Major tech companies, including TikTok’s parent company ByteDance, Alibaba and Tencent shared details for the first time about their algorithms with the Chinese Communist Party, as the CCP demanded more user data information from companies–including “non-public” data.
China’s internet giants, from Tencent Holdings Ltd. to Alibaba to ByteDance Ltd., shared “details of their prized algorithms” with the CCP in an unprecedented move. China crafted those requirements allegedly to curb data abuse that “may end up compromising closely guarded corporate secrets,” Bloomberg News reported.
Bloomberg News reported the publicly available algorithm list merely has short descriptions of how the algorithms work, and the “product and use cases” where they apply. It is unclear if more information was shared to regulators in private. ByteDance, for example, said that its algorithm utilizes a user’s likes and dislikes to recommend content on apps including TikTok’s Chinese counterpart, Douyin. The CCP holds a board seat and financial stake in ByteDance.

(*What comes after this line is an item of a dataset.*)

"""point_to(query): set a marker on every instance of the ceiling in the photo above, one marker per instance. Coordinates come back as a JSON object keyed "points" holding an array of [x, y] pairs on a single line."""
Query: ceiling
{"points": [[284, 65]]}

But CCP regulations also require “non-public” data to be shared, including whether data contains “sensitive biometric or identity information,” according to Bloomberg News.
This news follows the revelation in June that Chinese ByteDance employees had direct access to U.S. TikTok user data. Following the report, Tesla CEO Elon Musk tweeted on June 17, “Is TikTok destroying civilization? … Or perhaps social media in general.”
While the Cyberspace Administration of China (CAC) only requires “basic information” from Chinese tech companies right now, Bloomberg News wrote, the rules may change in the future.
“No one has ever had access to such [algorithm] details before,” Zhai Wei, an executive director of the Competition Law Research Center at East China University of Political Science and Law in Shanghai, reportedly said. “Tech companies’ algorithms are the key business secrets that represent their competencies.”
China has tightened its regulations on tech giants. China passed regulations in March requiring internet companies to disclose algorithms that determine the content visible to platform users, Bloomberg noted.
“The information provided by the companies to the CAC are much more detailed than what was published for sure, and that involves some business secrets, which is not possible to be released to the public,” Zhai reportedly said.
The U.S. House of Representatives’ Chief Administrative Officer Catherine Szpindor just issued a “cyber advisory” on TikTok, labeling the app “high-risk” because of China’s access to users’ personal data on the platform, Federal Communications Commission commissioner Brendan Carr tweeted Wednesday.